Landlords have called on the government to ensure any housing reform is “done right” as the Conservative party takes the country's helm for the next five years.
Yesterday (December 12) the UK voted overwhelmingly for the Conservative party, boosting the party's position in the House of Commons by nearly 50 seats and providing its leader Boris Johnson with a majority of at least 78 MPs.
In April the party had proposed a consultation on abolishing the so-called ‘no fault’ Section 21 notices which give landlords the power to evict tenants at the end of their tenancy without a reason.
The then-government hoped the change would protect renters from ‘unethical’ landlords and provide them with long-term security as under the current laws, those renting can be kicked out with only eight weeks' notice without a reason.
The Conservative party later renewed its pledge to end the Section 21 notices in its election manifesto and has now been voted into power on such a pledge.
But landlords have warned there are dangers if the reforms are not carried out correctly and urged the new government to ensure it strengthens the rights of good landlords to repossess properties where they have good cause to do so.
The Residential Landlords Association has called for a framework which provides clear grounds upon which landlords can repossess properties in cases of anti-social behaviour and rent arrears, with guarantees about the timeframes involved for each.
A dedicated, properly funded housing court was needed to ensure this could happen, the trade body urged.
David Smith, policy director for the RLA, said it was “vital” the Conservatives’ plans for the private rented sector had the “full confidence of landlords”.

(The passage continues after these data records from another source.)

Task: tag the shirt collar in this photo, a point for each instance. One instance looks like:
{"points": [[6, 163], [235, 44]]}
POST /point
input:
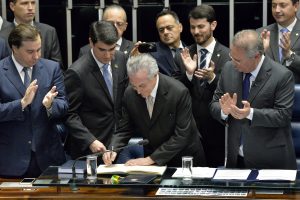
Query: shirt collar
{"points": [[255, 72], [289, 27], [16, 24], [154, 91]]}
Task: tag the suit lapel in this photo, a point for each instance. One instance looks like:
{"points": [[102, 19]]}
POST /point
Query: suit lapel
{"points": [[274, 47], [98, 76], [114, 71], [295, 34], [159, 100], [261, 79], [12, 74]]}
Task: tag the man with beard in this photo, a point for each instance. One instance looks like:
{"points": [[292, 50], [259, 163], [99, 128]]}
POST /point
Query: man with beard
{"points": [[203, 62], [281, 39], [169, 29]]}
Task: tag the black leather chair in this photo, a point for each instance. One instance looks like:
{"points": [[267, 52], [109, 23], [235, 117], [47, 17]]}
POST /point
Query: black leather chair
{"points": [[296, 123]]}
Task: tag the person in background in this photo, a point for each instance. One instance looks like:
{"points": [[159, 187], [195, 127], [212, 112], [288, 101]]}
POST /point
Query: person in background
{"points": [[169, 29], [117, 15], [32, 99], [159, 108], [4, 23], [24, 12], [203, 62], [281, 39], [95, 84], [255, 97]]}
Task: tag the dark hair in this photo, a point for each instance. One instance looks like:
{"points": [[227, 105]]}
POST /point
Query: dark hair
{"points": [[203, 11], [21, 33], [167, 12], [103, 31], [250, 41], [117, 7]]}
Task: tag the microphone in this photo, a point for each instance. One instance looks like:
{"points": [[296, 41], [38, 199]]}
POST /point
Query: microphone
{"points": [[141, 142]]}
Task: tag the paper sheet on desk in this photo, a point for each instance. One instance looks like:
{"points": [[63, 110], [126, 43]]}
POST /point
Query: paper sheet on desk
{"points": [[197, 172], [234, 174], [273, 174]]}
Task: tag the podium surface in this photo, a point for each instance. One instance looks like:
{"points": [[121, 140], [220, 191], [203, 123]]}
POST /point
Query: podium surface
{"points": [[51, 185]]}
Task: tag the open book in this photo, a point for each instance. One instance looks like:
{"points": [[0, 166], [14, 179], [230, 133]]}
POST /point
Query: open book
{"points": [[122, 169]]}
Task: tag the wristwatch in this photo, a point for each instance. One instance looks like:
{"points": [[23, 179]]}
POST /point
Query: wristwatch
{"points": [[291, 58]]}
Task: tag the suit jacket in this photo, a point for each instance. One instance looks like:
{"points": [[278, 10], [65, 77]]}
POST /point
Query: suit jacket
{"points": [[273, 51], [93, 114], [125, 47], [165, 61], [267, 142], [50, 44], [5, 24], [171, 131], [4, 52], [22, 131], [202, 93]]}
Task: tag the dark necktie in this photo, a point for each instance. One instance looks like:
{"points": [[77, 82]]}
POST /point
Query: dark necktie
{"points": [[175, 51], [203, 53], [107, 78], [246, 86], [26, 76], [283, 30]]}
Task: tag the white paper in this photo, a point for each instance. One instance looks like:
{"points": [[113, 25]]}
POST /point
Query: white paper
{"points": [[273, 174], [197, 172], [235, 174]]}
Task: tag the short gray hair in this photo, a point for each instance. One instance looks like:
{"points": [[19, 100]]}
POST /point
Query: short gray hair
{"points": [[250, 41], [140, 62]]}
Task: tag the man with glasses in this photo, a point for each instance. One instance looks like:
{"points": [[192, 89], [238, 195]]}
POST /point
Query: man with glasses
{"points": [[255, 97], [169, 29], [202, 75], [95, 84], [159, 108], [24, 12], [282, 39], [117, 15]]}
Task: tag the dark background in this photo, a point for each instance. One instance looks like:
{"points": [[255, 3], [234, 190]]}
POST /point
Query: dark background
{"points": [[248, 14]]}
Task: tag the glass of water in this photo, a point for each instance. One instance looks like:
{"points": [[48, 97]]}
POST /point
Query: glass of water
{"points": [[187, 168], [91, 167]]}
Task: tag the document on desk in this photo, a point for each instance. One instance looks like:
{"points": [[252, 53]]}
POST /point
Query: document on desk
{"points": [[232, 174], [274, 174], [122, 169], [197, 172]]}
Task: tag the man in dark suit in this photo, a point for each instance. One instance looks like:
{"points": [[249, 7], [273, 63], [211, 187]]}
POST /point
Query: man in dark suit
{"points": [[95, 92], [202, 77], [159, 108], [3, 23], [24, 12], [29, 111], [117, 15], [255, 97], [282, 39], [169, 29]]}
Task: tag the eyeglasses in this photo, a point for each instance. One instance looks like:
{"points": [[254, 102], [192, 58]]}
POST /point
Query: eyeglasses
{"points": [[118, 24], [234, 60]]}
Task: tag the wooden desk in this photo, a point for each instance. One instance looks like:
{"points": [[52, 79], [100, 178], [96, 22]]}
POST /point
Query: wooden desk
{"points": [[114, 193]]}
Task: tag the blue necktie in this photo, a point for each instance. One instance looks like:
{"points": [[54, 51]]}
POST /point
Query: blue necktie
{"points": [[107, 78], [203, 53], [246, 86], [26, 77], [283, 30]]}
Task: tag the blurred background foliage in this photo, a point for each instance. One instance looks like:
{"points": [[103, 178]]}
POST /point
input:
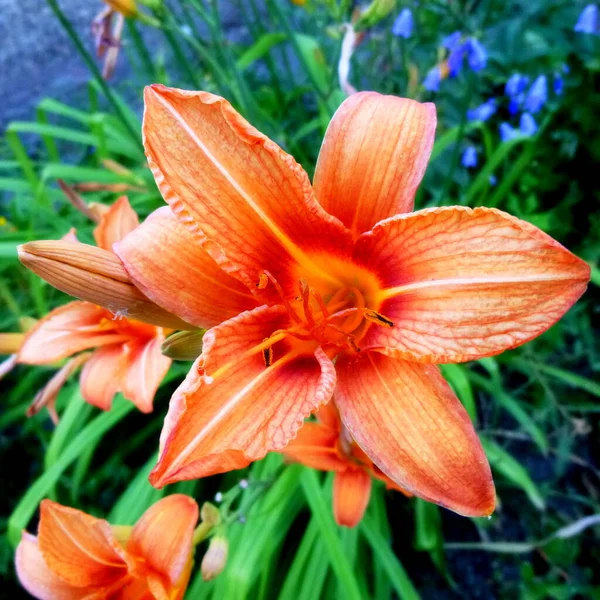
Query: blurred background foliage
{"points": [[536, 408]]}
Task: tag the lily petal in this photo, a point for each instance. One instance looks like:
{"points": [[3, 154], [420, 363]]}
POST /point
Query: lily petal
{"points": [[102, 376], [408, 421], [351, 493], [163, 536], [67, 330], [232, 408], [37, 578], [168, 264], [78, 547], [146, 369], [373, 158], [115, 224], [248, 202], [315, 447], [94, 275], [465, 283]]}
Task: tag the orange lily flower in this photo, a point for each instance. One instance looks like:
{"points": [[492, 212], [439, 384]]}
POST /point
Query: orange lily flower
{"points": [[326, 445], [342, 270], [127, 356], [79, 557]]}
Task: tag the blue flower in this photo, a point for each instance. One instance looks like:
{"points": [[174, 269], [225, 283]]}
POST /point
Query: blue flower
{"points": [[514, 104], [469, 158], [527, 125], [537, 95], [558, 85], [482, 112], [508, 132], [516, 85], [588, 21], [452, 41], [432, 80], [476, 54], [455, 60], [404, 23]]}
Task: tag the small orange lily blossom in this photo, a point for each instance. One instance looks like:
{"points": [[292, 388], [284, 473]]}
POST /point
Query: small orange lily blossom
{"points": [[325, 445], [78, 557], [292, 277], [127, 356]]}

He also thought the election should be seen as an “outright rejection” of Labour’s plans for rent controls which would have “undermined investment in the sector” and “choked off supply”.
Nick Morrey, product technical manager at John Charcol, said he “completely agreed” that landlords needed certain levels of protection to be profitable in order to support the rental sector.
He said: “Without landlords there would be a shortage for tenants and higher prices so a sensible framework to protect tenants and landlords is required.”
Bea Montoya, chief operating officer at business insurer Simply Business, said buy-to-let landlords contributed a combined £16.1bn to the economy through pre-tax spending and urged Mr Johnson and the Conservatives to recognise their “importance to Britain”.